Senator Christopher Dodd’s legislation would take away rights from Connecticut citizens

Washington, D.C. — Senate bill S. 5 is anything but fair to the many individuals harmed each year by corporate wrongdoers. This bill would block significant access to the civil justice system. To do so in the middle of a corporate crime wave is simply irresponsible. Those damaged by pollution and environmental harms would have their liberty to seek remedy unduly curtailed. Labor violations — where wages are too low and hours too long — would likely proliferate as the traditional means of redressing these issues would be undercut by S. 5. According to The Lancet, a respected medical journal, between 88,000 and 140,000 consumers of Vioxx have been seriously harmed; under S. 5, those who suffered under this recently elucidated scandal — where corporate greed trumped scientific study — would be left without efficient recourse. This bill would also put Connecticut citizens at a greater disadvantage than the rest of the larger states when trying to seek remedy for any egregious pollution, labor or consumer harms.

S. 5 is a cleverly crafted Gordian knot. It binds the hands of federal judges, and forces them to declare any class action of significance — usually encompassing many plaintiffs from multiple states — “unmanageable.”

S. 5 would affect each state differently; those states that would experience the greatest adverse effects from this legislation are the smallest states in the Republic. A small state, like Connecticut, would have difficulty mustering together enough injured parties from the state to use the state class action remedy.

While a common-sense amendment (the Bingaman amendment) will be offered to untangle some of the worst provisions of this bill for innocent consumers and taxpayers, Senator Dodd has stubbornly refused to support this prudent improvement. The Bingaman amendment is a modest procedural proposal that would mitigate the negative impact that S. 5 would otherwise have on consumers. It does so by incorporating suggestions made by the preeminent Harvard legal scholar, Arthur Miller, to prevent federal judges from being forced to simply dismiss class suits as “unmanageable.” Other co-sponsors of this bill have indicated a willingness to support the Bingaman amendment. If Senator Dodd chooses to support the will of big business to subjugate our courts, the citizens of Connecticut will know exactly who to blame.

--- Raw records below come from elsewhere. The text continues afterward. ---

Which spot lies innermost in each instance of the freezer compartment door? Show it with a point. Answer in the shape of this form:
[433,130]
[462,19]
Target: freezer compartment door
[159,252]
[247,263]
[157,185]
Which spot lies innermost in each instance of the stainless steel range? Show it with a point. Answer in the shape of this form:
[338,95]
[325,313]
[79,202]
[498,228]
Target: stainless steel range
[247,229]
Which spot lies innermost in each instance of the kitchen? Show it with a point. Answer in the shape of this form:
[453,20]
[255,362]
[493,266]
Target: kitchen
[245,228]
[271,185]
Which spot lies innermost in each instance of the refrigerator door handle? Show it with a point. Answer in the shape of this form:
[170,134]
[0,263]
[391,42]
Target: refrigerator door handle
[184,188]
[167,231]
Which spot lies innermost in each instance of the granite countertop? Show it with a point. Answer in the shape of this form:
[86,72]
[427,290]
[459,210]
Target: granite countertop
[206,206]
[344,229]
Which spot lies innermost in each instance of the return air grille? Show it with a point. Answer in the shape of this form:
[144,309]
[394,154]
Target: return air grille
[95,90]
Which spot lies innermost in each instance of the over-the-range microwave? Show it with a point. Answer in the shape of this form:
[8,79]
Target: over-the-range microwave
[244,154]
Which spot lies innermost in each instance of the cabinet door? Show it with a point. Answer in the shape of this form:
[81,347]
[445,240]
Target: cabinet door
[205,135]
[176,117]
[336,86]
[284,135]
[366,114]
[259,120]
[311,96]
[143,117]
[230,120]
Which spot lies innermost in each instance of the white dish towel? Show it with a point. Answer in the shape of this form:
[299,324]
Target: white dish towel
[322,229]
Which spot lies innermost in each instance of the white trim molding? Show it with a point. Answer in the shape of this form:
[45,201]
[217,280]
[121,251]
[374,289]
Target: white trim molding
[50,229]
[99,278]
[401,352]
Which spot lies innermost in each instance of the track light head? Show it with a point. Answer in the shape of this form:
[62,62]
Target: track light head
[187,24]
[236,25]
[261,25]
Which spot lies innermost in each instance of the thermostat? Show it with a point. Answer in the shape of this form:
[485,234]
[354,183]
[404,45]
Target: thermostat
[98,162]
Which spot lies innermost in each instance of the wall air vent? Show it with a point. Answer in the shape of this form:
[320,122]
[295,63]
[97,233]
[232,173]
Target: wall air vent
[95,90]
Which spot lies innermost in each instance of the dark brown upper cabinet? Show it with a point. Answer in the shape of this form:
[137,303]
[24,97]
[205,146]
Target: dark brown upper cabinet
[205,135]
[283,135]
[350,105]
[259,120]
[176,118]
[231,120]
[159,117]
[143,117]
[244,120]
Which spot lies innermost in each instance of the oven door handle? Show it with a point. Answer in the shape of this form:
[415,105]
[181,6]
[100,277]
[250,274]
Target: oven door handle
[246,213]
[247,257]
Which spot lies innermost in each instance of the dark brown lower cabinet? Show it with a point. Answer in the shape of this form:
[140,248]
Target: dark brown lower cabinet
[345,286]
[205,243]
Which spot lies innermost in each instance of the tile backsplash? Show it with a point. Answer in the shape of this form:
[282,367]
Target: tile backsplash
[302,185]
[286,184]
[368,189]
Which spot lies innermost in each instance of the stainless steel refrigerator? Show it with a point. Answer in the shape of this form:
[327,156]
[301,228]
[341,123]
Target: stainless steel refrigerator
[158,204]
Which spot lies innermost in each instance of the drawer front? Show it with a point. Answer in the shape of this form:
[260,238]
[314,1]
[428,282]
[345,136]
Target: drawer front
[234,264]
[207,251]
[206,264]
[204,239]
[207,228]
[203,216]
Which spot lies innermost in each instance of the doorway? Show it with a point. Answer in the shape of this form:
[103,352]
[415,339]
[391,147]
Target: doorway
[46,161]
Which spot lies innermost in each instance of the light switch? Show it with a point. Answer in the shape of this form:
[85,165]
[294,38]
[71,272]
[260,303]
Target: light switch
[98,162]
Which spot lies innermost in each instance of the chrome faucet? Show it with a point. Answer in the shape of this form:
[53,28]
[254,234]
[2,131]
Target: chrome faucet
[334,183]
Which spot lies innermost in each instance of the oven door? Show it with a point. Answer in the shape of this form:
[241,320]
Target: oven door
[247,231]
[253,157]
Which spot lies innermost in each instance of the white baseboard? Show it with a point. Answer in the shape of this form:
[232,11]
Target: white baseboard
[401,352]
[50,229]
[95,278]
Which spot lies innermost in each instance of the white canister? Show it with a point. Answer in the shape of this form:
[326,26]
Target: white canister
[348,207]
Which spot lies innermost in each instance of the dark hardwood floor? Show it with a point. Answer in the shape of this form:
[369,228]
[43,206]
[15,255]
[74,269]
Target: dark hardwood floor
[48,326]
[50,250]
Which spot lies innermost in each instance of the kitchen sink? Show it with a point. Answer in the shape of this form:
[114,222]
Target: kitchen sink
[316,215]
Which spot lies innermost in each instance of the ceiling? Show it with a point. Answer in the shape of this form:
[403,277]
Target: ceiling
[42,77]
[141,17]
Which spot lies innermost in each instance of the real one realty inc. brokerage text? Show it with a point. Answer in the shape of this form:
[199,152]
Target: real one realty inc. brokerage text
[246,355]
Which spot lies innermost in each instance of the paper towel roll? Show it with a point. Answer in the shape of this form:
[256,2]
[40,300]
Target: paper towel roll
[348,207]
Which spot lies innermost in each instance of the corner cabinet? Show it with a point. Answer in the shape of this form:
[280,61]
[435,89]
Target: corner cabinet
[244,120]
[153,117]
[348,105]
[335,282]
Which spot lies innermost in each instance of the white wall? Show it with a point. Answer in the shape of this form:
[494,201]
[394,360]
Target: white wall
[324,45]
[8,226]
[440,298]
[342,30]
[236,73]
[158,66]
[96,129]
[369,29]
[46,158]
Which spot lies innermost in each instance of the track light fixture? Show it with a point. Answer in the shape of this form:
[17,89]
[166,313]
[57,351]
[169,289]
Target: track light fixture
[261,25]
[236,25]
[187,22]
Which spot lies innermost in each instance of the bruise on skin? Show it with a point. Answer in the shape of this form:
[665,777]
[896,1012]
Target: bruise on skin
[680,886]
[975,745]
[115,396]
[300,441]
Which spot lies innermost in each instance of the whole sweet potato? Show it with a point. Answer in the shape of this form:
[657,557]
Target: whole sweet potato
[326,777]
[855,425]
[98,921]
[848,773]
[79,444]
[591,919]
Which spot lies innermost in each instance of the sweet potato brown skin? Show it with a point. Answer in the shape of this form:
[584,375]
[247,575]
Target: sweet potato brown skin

I remain closely involved with my home state of Connecticut, and by my estimation, Senator Dodd has neglected to spend a fraction of the time discussing this bill with Connecticut state judges that he has with the promoters and lobbyists behind S. 5; namely the Chamber of Commerce and the Insurance Industry lobby. It boggles the mind that a Senator would overlook the experienced opinions of his own state judges when it comes to legislation that would pre-empt the fundamental principles of Federalism. To so blithely subvert the interests of his constituents back home for those of the Washington business lobbies is shameful.

Ralph Nader’s letter to Senator Dodd follows:

February 1, 2005

Senator Christopher Dodd

SR-448 Russell Building

United States Senate

Washington, D.C. 20510

Dear Senator Dodd, I am dismayed to learn that you are again aligned with the Republican majority and the Chamber of Commerce on legislation that would take away a fundamental freedom from average Americans. The callous Chamber of Commerce — fronting for widely reported and confirmed corporate wrongdoers — has received its legislative wish with Senate Bill S. 5, scheduled to be marked-up this week without public hearings in the Senate Judiciary Committee. Should this anti-law bill pass, innocent victims of fraud, labor law violations, civil rights abuses, unsafe products and environmental harm will be left without the fundamental, judicially limited freedom they have now to sue defendant corporations, which in many instances will be able to escape being held accountable. This is Washington’s pay-to-play politics at its worst.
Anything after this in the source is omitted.